I dispacci del D. proseguirono fitti durante l'inverno dell'84 sulla trattativa circa l'umiliante condizione, posta dal re, di avere il doge a Versailles, e in questa seconda fase, egli si dimostrò senz'altro più abile che nella precedente.
Resosi conto che il re aveva interesse a risolvere comunque la questione di Genova per potersi dedicare all'urgentc questione religiosa, il D. riuscì ad ottenere, secondo quanto richiedeva il governo di Genova, che la deputazione del doge dovesse essere considerata una ambasciata di puro ossequio, con diritto di ammissione all'udienza reale senza dilazioni e con facoltà autonoma di ritorno in patria. Il trattato venne finalmente sottoscritto il 2 febbr. 1685 da Ch. Colbert marchese di Croissy, in nome del re, e dal D., in nome della Repubblica, con la mediazione del Ranuzzi. Ratificato dal Minor Consiglio tra perplessità e proteste, vennero nominati i quattro senatori (Giannettino Garibaldi, Agostino Lomellini, Paride Salvago e Marcello Durazzo) che avrebbero accompagnato a Parigi il doge F. M. Imperiale Lercari. Il carteggio del D. nel maggio '85 riportava tutti i particolari di questo "soggiorno" e il successo personale del doge a corte, fino all'udienza di congedo del 26 maggio.
Il D. partì da Parigi il 29 novembre. Tornato a Genova, risultò estratto senatore nel 1690 e nel 1696 e fu nominato tra i Padri del Comune nel 1693, 1694 e nel 1701. Non risulta aver ricoperto altre cariche; probabilmente era già morto da qualche anno senza aver lasciato figli quando, nel 1725, Giovan Giacomo Cattaneo accedette ad un contestato diritto di primogenitura che era stato del De Marini.

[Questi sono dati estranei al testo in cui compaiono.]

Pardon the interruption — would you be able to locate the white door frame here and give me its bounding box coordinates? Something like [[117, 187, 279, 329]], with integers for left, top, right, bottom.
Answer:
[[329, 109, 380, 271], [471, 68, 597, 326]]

Fonti e Bibl.: Arch. di Stato di Genova, Mss. 454, cc. 4, 90 ss.; Genova, Civica Bibl. Berio, m.r. X. 2, 168: L. Della Cella, Famiglie di Genova (Genova 1782), c. 923; C. Varese, Storia della Repubblica di Genova, VII, Genova 1837, pp. 127, 152; M. Spinola, Dissert. intorno alle negoziazioni diplomatiche tra la Rep. di Genova e Luigi XIV negli anni 1684 e 1685, in Giornale ligustico, IV (1877), pp.73, 82, 86, 100, 112, 115 s., 119 s., 123-126, 129-132;A. Boscassi, Il magistrato dei Padri del Comune, Genova 1912, p. 56;F. Donaver, La storia della Repubblica di Genova, Genova 1913, II, pp. 327, 332; V. Vitale, Diplomatici e consoli della Repubblica di Genova, in Atti d. Soc. lig. di storia patria, LXIII (1934), pp. 146 s.; Id., Breviario della storia di Genova, Genova 1955, I, pp. 317 ss., 428; II, p. 144 (con bibl.); G. Guelfi Camajani, II "Liber nobilitatis Genuensis", Firenze 1965, p. 332;Martini Gori, La Liguria e la sua anima, Genova 1967, p. 352.